Policenauts, Hideo Kojima’s 1996 interactive sci-fi detective story, wasnt available in English until 2009 when a group of dedicated fans at Junker HQ released a translation patch for the game’s PlayStation port. Since Konami never officially localized the game, English-speaking players had to make do with this, dealing with some cut content and other issues. No longer.
Earlier this month, the Junker team finished work on a patch for the “complete” Sega Saturn edition, making it possible to finally play Policenauts in its entirety without a working knowledge of Japanese. If you’re a fan of Kojima’s brand of storytelling, you’ll want to check it out.

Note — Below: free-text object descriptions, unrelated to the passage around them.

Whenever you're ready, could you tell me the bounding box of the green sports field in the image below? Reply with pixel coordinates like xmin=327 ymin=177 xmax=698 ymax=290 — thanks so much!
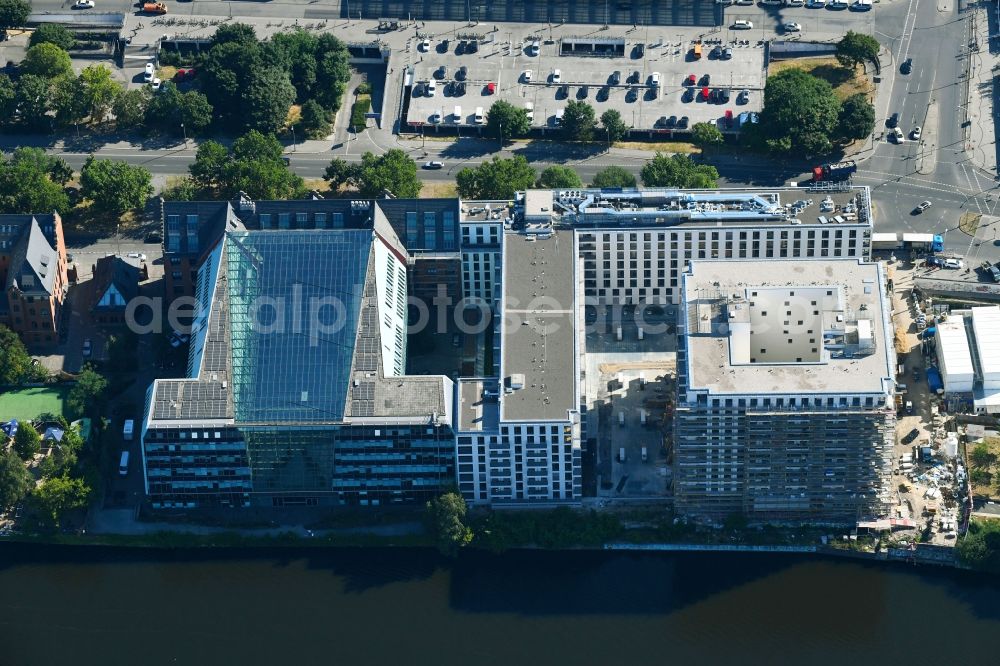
xmin=0 ymin=386 xmax=70 ymax=422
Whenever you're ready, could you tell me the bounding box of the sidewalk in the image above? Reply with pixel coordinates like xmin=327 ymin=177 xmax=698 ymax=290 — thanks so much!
xmin=966 ymin=2 xmax=998 ymax=176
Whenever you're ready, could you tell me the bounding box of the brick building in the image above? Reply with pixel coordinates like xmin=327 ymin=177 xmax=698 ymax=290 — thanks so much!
xmin=0 ymin=213 xmax=68 ymax=346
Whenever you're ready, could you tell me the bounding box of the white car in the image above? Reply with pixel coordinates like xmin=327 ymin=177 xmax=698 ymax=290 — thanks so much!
xmin=784 ymin=0 xmax=805 ymax=5
xmin=127 ymin=252 xmax=147 ymax=261
xmin=783 ymin=22 xmax=802 ymax=32
xmin=715 ymin=0 xmax=734 ymax=4
xmin=143 ymin=62 xmax=155 ymax=82
xmin=420 ymin=38 xmax=430 ymax=51
xmin=891 ymin=127 xmax=905 ymax=143
xmin=829 ymin=0 xmax=849 ymax=7
xmin=911 ymin=126 xmax=922 ymax=140
xmin=426 ymin=79 xmax=436 ymax=97
xmin=650 ymin=71 xmax=660 ymax=87
xmin=522 ymin=69 xmax=532 ymax=83
xmin=735 ymin=0 xmax=754 ymax=4
xmin=552 ymin=69 xmax=562 ymax=83
xmin=422 ymin=161 xmax=444 ymax=170
xmin=430 ymin=110 xmax=442 ymax=124
xmin=732 ymin=19 xmax=753 ymax=30
xmin=150 ymin=77 xmax=161 ymax=91
xmin=524 ymin=101 xmax=534 ymax=121
xmin=807 ymin=0 xmax=826 ymax=6
xmin=73 ymin=0 xmax=95 ymax=8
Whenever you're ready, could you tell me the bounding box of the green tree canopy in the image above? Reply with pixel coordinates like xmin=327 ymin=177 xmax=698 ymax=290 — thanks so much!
xmin=145 ymin=82 xmax=213 ymax=136
xmin=486 ymin=100 xmax=531 ymax=143
xmin=641 ymin=153 xmax=719 ymax=188
xmin=29 ymin=24 xmax=76 ymax=51
xmin=456 ymin=155 xmax=536 ymax=200
xmin=836 ymin=31 xmax=881 ymax=69
xmin=0 ymin=449 xmax=31 ymax=510
xmin=537 ymin=165 xmax=582 ymax=189
xmin=600 ymin=109 xmax=630 ymax=144
xmin=353 ymin=149 xmax=421 ymax=198
xmin=691 ymin=122 xmax=724 ymax=147
xmin=12 ymin=424 xmax=40 ymax=460
xmin=112 ymin=87 xmax=151 ymax=129
xmin=561 ymin=100 xmax=596 ymax=141
xmin=0 ymin=0 xmax=30 ymax=31
xmin=758 ymin=69 xmax=841 ymax=156
xmin=80 ymin=156 xmax=153 ymax=216
xmin=0 ymin=325 xmax=36 ymax=383
xmin=298 ymin=99 xmax=331 ymax=139
xmin=51 ymin=74 xmax=87 ymax=127
xmin=970 ymin=442 xmax=997 ymax=469
xmin=590 ymin=165 xmax=637 ymax=189
xmin=211 ymin=22 xmax=257 ymax=48
xmin=189 ymin=131 xmax=305 ymax=200
xmin=66 ymin=366 xmax=108 ymax=420
xmin=31 ymin=475 xmax=92 ymax=526
xmin=22 ymin=42 xmax=73 ymax=80
xmin=13 ymin=74 xmax=52 ymax=130
xmin=0 ymin=73 xmax=14 ymax=122
xmin=425 ymin=492 xmax=473 ymax=556
xmin=837 ymin=93 xmax=875 ymax=142
xmin=0 ymin=147 xmax=72 ymax=214
xmin=77 ymin=65 xmax=122 ymax=124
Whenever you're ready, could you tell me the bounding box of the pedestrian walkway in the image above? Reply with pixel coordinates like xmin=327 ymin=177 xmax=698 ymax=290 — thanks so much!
xmin=966 ymin=3 xmax=998 ymax=176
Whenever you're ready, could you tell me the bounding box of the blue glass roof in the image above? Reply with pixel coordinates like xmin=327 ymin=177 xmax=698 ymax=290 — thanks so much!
xmin=225 ymin=230 xmax=372 ymax=423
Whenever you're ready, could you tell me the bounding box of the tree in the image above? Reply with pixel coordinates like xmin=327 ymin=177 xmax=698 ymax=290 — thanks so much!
xmin=12 ymin=424 xmax=40 ymax=460
xmin=0 ymin=147 xmax=71 ymax=214
xmin=836 ymin=31 xmax=881 ymax=69
xmin=600 ymin=109 xmax=630 ymax=144
xmin=298 ymin=99 xmax=331 ymax=138
xmin=21 ymin=43 xmax=74 ymax=80
xmin=0 ymin=325 xmax=35 ymax=383
xmin=537 ymin=165 xmax=582 ymax=188
xmin=0 ymin=450 xmax=31 ymax=511
xmin=244 ymin=66 xmax=297 ymax=133
xmin=425 ymin=492 xmax=473 ymax=556
xmin=38 ymin=444 xmax=77 ymax=480
xmin=0 ymin=0 xmax=29 ymax=31
xmin=189 ymin=140 xmax=229 ymax=191
xmin=112 ymin=87 xmax=151 ymax=129
xmin=77 ymin=65 xmax=122 ymax=124
xmin=80 ymin=157 xmax=153 ymax=215
xmin=486 ymin=100 xmax=531 ymax=143
xmin=31 ymin=475 xmax=92 ymax=526
xmin=13 ymin=74 xmax=52 ymax=130
xmin=455 ymin=155 xmax=537 ymax=200
xmin=561 ymin=100 xmax=596 ymax=141
xmin=189 ymin=131 xmax=304 ymax=200
xmin=323 ymin=158 xmax=353 ymax=192
xmin=590 ymin=165 xmax=637 ymax=189
xmin=837 ymin=93 xmax=875 ymax=142
xmin=51 ymin=75 xmax=87 ymax=127
xmin=210 ymin=22 xmax=257 ymax=48
xmin=971 ymin=442 xmax=997 ymax=469
xmin=691 ymin=122 xmax=724 ymax=147
xmin=29 ymin=24 xmax=76 ymax=51
xmin=758 ymin=69 xmax=841 ymax=156
xmin=641 ymin=153 xmax=719 ymax=188
xmin=0 ymin=73 xmax=14 ymax=123
xmin=145 ymin=82 xmax=213 ymax=136
xmin=353 ymin=149 xmax=421 ymax=198
xmin=66 ymin=366 xmax=107 ymax=420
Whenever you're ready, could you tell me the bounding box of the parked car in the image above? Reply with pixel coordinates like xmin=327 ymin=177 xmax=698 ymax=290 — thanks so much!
xmin=551 ymin=69 xmax=562 ymax=83
xmin=902 ymin=428 xmax=920 ymax=444
xmin=82 ymin=338 xmax=92 ymax=357
xmin=731 ymin=19 xmax=753 ymax=29
xmin=521 ymin=69 xmax=531 ymax=82
xmin=126 ymin=252 xmax=148 ymax=261
xmin=150 ymin=77 xmax=161 ymax=91
xmin=943 ymin=258 xmax=964 ymax=269
xmin=677 ymin=116 xmax=689 ymax=129
xmin=420 ymin=38 xmax=430 ymax=52
xmin=143 ymin=62 xmax=155 ymax=82
xmin=782 ymin=22 xmax=802 ymax=32
xmin=73 ymin=0 xmax=95 ymax=8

Over at Policenauts.net, the team has released very detailed instructions on what you need to do to get the game up and running on your PC (or Mac), and it requires a little bit of legwork. The patch itself is a series of files that must be applied to the game’s .iso and .cue files, which means you’ll need to do a little bit of command line tinkering to ultimately replace the Japanese with English text.

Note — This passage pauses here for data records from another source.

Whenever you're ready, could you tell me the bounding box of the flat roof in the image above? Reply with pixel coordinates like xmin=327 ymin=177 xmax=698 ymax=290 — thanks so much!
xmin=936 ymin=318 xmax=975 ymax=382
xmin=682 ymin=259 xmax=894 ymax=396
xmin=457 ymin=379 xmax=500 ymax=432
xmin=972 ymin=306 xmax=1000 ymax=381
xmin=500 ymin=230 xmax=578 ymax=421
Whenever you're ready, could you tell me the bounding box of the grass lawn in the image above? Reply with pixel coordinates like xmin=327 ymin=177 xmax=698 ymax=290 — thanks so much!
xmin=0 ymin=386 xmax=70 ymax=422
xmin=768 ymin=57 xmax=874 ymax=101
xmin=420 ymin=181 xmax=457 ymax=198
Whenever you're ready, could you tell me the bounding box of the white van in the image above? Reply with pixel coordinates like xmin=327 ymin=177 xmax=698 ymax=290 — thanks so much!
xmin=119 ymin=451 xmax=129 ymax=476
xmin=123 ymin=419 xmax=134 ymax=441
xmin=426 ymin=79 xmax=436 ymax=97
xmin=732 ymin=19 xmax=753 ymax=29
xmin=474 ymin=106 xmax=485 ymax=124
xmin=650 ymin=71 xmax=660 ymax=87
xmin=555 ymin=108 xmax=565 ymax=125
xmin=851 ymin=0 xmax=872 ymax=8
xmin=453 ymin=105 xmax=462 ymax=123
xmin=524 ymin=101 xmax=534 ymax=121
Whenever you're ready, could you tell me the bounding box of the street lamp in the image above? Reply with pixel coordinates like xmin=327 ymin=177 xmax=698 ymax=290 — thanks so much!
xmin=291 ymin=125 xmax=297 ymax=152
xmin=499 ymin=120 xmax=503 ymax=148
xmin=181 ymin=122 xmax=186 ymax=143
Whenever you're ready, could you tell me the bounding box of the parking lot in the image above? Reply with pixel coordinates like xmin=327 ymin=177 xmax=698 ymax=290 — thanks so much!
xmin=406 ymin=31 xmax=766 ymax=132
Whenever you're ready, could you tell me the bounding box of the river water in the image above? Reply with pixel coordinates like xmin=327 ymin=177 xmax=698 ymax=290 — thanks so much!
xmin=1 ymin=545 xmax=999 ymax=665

As for getting the game to work, it took me about an hour to muddle through the process and get it working on my MacBook Air with no coding knowledge whatsoever, though the process is actually short and relatively simple. If you follow the instructions, you shouldn’t run into any major issues. Just keep in mind they include extra steps to rip the necessary files from actual Policenauts discs, which you can skip if you feel comfortable finding the .iso files needed for emulation online.
And what does playing Policenauts feel like 20 years after its release? If you can stomach the point-and-click interface, it holds up pretty well. The pixel art of the Saturn release is great, particularly in the game’s light gun shooting sections, a holdover from Kojima’s Snatcher. Junker should also be commended on their stellar translation work, which captures the voice and tone of the game’s hardboiled protagonist with what I can only imagine is extreme authenticity; and it helps make up for the age of its design. Even two decades later, this is definitely a Kojima game.
It’s also interesting to play now as an early glimpse at Kojima-isms. His attentive prescience about technology and society is present here in mentions of things like virtual reality porn and artificial organs, and if you’ve ever wondered where his use of the font Helvetica and tendency to introduce characters by name and voice actor during cutscenes comes from, it’s here.
Need more convincing? Right off the bat there’s relatively blatant references to Blade Runner, Lethal Weapon, and 2001. Some things never change. Now you have no excuse to not see it for yourself.